Imagem: Bastidores da Telinha · CC0 · Openverse

No início do século XX, um dos exemplos de censura mais conhecidos é o do Barão de Itararé. Em 1934, em razão da publicação de uma série de reportagens no jornal Folha do Povo, fundado por ele próprio, sobre a vida de João Cândido, líder da Revolta da Chibata, Apparício é sequestrado e espancado por oficiais da marinha, até hoje nunca identificados. Todavia, o episódio não o fez abandonar seu ofício. Mantendo o espírito satírico, afixou o seguinte aviso na porta de seu escritório: entre sem bater. Durante o período do Estado Novo, além de haver uma grande censura aos meios de comunicação, exilando e torturando jornalistas e intelectuais que faziam críticas ao regime, foi também instituído um culto à personalidade do ditador Getúlio Vargas, semelhante ao que havia na Alemanha e na Itália, governadas por Adolf Hitler e Benito Mussolini, respectivamente. A figura do ditador se tornou onipresente em cartazes, fotografias, selos, moedas, etc.
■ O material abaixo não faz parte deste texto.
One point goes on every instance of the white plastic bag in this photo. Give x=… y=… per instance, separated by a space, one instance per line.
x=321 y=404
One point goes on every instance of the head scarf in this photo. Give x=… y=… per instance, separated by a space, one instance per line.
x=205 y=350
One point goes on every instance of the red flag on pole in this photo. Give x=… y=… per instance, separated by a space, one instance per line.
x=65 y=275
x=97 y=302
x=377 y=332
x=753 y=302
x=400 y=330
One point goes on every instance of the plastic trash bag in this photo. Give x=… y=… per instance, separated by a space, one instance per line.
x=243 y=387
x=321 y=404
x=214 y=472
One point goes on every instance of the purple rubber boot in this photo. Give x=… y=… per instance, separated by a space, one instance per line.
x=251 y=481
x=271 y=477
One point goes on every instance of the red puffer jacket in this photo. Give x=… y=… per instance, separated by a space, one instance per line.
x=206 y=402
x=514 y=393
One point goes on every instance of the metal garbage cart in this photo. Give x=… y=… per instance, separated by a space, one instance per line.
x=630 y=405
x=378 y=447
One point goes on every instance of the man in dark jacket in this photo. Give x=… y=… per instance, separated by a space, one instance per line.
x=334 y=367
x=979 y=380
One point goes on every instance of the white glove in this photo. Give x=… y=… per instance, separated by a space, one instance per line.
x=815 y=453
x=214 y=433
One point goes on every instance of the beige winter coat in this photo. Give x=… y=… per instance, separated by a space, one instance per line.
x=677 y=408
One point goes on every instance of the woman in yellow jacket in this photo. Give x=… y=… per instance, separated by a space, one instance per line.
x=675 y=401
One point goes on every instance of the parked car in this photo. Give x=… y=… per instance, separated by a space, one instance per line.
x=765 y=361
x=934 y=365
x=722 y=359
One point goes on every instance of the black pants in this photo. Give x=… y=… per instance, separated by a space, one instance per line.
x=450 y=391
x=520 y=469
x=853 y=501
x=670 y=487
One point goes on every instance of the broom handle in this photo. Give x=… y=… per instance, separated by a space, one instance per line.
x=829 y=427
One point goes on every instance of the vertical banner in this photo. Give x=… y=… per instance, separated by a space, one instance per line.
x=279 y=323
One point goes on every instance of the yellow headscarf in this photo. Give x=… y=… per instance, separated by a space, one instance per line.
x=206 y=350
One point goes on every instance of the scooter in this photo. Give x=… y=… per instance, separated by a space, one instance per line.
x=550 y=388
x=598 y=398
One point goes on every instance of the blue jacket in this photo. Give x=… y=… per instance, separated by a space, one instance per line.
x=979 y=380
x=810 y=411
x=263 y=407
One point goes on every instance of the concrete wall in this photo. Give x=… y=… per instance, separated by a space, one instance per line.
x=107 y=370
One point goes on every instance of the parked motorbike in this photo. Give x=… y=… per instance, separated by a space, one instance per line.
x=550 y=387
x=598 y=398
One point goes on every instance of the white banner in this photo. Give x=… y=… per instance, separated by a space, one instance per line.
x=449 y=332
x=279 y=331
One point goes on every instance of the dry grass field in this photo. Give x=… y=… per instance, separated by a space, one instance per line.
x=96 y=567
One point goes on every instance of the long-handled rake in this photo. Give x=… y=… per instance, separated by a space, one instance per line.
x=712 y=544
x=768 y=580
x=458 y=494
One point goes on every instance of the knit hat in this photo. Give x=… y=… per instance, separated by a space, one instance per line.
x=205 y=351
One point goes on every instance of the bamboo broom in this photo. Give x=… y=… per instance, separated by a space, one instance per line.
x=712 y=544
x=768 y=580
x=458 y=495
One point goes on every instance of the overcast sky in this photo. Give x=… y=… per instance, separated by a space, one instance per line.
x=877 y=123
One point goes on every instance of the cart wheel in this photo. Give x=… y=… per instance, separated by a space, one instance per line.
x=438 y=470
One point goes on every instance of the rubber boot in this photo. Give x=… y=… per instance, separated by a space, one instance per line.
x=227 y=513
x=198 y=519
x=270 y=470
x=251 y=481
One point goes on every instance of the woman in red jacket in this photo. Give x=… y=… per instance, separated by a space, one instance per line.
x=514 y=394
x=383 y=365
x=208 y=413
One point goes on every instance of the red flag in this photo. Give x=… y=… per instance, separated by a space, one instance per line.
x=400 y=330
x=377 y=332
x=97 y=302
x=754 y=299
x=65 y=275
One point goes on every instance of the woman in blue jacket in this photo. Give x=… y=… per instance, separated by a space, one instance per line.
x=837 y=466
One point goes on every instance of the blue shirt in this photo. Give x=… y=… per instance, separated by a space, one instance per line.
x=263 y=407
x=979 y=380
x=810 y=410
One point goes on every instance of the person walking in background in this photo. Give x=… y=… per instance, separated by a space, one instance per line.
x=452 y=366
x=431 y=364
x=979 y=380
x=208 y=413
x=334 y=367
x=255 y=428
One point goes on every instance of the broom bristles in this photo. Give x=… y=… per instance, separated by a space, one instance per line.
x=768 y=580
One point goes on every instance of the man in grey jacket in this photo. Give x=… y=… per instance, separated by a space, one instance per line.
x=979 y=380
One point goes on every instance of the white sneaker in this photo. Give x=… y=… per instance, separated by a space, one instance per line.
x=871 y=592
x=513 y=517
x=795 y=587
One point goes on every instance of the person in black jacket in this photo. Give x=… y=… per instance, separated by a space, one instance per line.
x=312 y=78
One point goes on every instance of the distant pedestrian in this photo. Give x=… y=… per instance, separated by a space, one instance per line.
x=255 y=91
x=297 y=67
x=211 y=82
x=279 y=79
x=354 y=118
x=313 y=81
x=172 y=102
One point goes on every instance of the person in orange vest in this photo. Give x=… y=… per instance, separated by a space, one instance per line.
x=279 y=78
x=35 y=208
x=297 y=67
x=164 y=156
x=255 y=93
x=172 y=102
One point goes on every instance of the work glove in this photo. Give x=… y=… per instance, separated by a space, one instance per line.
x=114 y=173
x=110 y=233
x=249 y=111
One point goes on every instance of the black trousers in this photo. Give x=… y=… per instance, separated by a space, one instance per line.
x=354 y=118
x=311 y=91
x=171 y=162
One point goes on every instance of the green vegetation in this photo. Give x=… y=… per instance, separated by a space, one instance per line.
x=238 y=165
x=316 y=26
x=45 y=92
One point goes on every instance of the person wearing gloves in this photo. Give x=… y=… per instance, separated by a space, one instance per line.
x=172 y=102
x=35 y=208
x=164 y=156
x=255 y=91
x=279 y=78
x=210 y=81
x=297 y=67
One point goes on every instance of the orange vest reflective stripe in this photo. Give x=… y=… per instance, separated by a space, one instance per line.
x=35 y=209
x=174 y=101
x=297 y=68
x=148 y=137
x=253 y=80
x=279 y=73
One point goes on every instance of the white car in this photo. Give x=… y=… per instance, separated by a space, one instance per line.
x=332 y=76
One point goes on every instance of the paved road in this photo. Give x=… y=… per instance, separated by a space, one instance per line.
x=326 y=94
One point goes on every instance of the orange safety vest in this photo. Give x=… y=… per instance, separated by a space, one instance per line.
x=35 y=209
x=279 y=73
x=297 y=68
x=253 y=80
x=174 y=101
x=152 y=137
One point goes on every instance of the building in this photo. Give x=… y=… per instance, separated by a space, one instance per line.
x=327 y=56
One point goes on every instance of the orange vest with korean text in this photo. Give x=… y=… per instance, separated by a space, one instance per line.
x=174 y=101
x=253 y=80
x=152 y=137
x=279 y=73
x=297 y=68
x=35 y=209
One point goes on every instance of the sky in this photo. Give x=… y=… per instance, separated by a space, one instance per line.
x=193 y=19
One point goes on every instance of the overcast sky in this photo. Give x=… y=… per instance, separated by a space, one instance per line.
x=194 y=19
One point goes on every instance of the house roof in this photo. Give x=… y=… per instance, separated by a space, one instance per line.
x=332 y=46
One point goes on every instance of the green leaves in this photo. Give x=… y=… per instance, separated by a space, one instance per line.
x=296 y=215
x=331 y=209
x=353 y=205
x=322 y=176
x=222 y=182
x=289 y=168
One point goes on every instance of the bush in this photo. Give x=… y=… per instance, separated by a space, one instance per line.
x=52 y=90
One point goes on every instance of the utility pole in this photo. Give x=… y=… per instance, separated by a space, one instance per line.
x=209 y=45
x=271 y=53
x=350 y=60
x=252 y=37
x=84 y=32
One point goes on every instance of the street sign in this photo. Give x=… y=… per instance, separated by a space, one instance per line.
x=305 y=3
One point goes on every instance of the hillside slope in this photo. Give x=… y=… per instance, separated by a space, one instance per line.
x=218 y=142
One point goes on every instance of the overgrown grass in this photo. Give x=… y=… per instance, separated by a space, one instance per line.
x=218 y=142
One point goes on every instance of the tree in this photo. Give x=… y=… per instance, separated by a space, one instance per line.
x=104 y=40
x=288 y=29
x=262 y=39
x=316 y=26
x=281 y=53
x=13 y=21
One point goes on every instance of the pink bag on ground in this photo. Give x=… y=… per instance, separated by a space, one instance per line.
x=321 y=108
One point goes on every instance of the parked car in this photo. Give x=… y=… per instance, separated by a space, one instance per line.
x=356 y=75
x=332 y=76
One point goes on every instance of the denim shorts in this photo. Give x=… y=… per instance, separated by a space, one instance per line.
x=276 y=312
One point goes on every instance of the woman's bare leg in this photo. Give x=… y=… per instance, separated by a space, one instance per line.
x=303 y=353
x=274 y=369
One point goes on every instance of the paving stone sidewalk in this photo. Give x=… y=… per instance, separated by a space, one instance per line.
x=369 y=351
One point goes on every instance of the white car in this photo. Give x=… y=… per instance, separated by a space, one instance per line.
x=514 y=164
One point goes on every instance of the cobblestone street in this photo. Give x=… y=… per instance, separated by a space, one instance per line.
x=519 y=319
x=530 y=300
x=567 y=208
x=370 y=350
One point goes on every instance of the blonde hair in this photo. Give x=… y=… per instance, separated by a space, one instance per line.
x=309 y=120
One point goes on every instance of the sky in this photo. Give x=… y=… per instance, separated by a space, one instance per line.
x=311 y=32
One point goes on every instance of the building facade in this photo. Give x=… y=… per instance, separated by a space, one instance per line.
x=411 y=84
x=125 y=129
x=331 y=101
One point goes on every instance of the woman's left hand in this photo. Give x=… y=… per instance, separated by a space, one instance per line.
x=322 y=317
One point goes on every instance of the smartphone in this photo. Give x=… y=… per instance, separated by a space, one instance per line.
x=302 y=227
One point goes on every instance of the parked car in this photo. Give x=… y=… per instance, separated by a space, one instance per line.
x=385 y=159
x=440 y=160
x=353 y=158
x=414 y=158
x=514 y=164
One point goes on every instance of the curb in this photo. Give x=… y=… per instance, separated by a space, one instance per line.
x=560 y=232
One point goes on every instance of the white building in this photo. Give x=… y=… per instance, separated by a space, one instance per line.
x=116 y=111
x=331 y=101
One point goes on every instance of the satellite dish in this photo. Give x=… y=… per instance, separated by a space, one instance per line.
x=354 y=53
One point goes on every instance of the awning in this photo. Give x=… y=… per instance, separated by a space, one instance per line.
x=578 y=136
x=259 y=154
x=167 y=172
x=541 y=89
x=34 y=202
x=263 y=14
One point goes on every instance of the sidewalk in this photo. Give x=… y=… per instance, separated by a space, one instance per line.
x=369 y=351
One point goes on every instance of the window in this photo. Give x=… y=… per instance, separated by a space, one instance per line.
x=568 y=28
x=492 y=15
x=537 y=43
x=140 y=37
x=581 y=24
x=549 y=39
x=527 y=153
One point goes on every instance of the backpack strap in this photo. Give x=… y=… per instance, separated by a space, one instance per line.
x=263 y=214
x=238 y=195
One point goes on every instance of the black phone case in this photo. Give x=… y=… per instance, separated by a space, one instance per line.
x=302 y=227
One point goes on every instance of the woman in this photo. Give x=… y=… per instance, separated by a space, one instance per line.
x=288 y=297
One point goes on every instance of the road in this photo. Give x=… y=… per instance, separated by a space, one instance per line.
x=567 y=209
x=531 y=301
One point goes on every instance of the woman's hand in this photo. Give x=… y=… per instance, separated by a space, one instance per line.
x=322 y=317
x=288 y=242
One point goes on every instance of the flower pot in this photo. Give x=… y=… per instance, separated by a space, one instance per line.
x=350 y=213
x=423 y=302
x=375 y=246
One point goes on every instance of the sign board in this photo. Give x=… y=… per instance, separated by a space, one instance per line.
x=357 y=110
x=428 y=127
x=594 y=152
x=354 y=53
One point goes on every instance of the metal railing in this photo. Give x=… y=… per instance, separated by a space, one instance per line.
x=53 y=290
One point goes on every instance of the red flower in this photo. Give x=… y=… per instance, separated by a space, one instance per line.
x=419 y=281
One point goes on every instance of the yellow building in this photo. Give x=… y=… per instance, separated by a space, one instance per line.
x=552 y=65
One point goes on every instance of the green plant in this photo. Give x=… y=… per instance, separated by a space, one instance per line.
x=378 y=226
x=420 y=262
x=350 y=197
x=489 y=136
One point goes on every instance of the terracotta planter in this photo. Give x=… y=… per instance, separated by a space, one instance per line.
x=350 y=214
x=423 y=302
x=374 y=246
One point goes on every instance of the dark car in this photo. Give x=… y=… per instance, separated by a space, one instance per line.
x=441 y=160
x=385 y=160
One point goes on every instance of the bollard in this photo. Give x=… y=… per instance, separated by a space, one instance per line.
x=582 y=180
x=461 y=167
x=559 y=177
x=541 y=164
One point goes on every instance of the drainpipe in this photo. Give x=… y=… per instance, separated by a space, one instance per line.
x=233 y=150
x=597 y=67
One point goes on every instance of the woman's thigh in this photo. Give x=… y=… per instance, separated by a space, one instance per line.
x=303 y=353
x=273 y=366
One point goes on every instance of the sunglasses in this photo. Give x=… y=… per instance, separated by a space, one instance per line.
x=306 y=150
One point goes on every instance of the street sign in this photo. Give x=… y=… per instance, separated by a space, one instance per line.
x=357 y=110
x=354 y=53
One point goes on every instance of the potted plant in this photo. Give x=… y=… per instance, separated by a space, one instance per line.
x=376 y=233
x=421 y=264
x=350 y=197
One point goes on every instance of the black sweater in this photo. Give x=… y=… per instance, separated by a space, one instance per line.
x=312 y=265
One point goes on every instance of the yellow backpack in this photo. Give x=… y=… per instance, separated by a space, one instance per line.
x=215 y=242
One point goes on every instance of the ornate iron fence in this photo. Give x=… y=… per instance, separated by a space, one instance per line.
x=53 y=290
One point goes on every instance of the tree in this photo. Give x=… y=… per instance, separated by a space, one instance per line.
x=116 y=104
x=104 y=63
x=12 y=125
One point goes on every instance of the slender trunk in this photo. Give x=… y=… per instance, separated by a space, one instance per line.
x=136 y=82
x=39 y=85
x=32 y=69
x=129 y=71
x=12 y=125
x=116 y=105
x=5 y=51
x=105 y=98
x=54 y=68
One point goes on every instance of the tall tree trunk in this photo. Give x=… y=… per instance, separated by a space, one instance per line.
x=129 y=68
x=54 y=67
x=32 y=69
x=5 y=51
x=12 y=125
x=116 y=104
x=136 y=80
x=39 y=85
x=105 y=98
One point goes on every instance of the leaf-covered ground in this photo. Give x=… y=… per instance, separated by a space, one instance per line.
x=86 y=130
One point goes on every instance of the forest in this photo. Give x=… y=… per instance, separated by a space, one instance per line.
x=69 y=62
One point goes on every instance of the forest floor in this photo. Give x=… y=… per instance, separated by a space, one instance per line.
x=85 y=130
Os meios de comunicação oficiais associavam a figura do presidente a feitos que eram de interesse de grande parte da população: os trabalhadores. As práticas do Governo Vargas, da mesma forma, traziam benefícios para estas pessoas, tendo, como exemplos, a legislação trabalhista e a crescente organização do mercado de trabalho, que acabaram com a exploração do trabalho no Brasil.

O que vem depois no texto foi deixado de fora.